Ces questions apparaissent aussi dans l'analyse psychologique de l'être humain et spécialement de son quatrième degré de vie, qui, par ce biais en particulier, est orientée vers l'action. La recherche d'une réponse à ces questions relèvent donc d'abord de la Philosophie éthique, bien que la Psychologie, qui est la psychologie de l'être humain, appartienne plutôt à la Philosophie du vivant. Le but de la Sagesse relève aussi du domaine pratique, réaliser en soi une paix stable et contemplative, mais son cheminement est bien "théorique", elle réfléchit sur le monde en général (donc pas seulement sur l'homme). Elle suit trois raisonnements. Ces raisonnements ne sont pas contraignants, au sens où il s'agit d'un cheminement (rationnel, intérieur) à faire chacun personnellement, plutôt que d'une conclusion universelle de la raison. Les trois raisonnements en question se font:

  • par mode de causalité: c'est le domaine principal des "cinq voies d'accès à l'existence de Dieu" que l'on trouve dans la Somme Théologique de saint Thomas d'Aquin, où il a repris et développé l'argument du "premier moteur" d'Aristote. L'une de ces cinq voies en particulier, est intéressante pour le philosophe contemporain, car, en se basant sur la réalité connue par la science contemporaine, elle permet de raisonner sur l'origine du monde en posant comme certaine l'existence d'un être premier. La sagesse contemplative ouvre ainsi sur une discipline très actuelle, qu'on peut appeler la Théologie naturelle.
  • par mode de négation: l'être premier est non causé, acte pur, simple, immuable, éternel, infini. Cette voie est bien représentée, dans le christianisme, par la théologie orientale, la théologie "apophatique", celle des Pères de l'Eglise influencés par le néo-platonisme comme le pseudo-Denys l'Aréopagite.
  • par mode d’éminence: on se trouve ici à la limite de la Théologie(1). Il s'agit d'attribuer à l'être premier, par analogie avec ce que nous connaissons dans le monde, les qualités les plus hautes que nous pouvons connaître en les portant à leur degré suprême. Ainsi il y a un regard philosophique de contemplation possible, au demeurant assez rare, sur un être qui est infiniment vivant, vrai, sage, tout-puissant, bon, miséricordieux, beau, un et unique, bienheureux. La quatrième voie de saint Thomas n'est rien d'autre que ce mode d'éminence.

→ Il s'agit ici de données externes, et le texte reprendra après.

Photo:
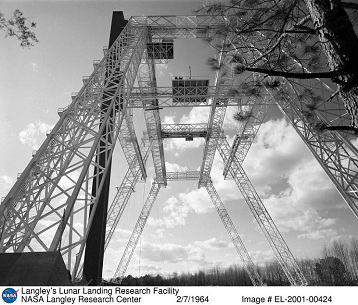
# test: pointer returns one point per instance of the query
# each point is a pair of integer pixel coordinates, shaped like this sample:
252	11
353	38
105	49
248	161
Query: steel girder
234	235
54	191
147	84
137	231
184	130
129	142
334	150
263	218
178	26
221	210
125	190
216	120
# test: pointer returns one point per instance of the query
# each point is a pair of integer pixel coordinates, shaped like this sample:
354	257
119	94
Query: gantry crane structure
48	208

(1) La question de savoir si l'être premier, par exemple, est une personne ou une énergie, paraît être plutôt une question de Théologie.

Une fois cette certitude acquise, que le monde dépend tout entier d'un être premier, le philosophe déiste, toujours dans une attitude de contemplation, retourne au monde en lui attribuant les caractéristiques qui découlent de cette nouvelle connaissance. En d'autres termes, le philosophe par sa seule raison peut connaître le monde comme une création, et accéder ainsi, mais en partie seulement, aux intentions de Dieu dans la création. C'est l'objet d'une nouvelle science qu'on appellera Science religieuse.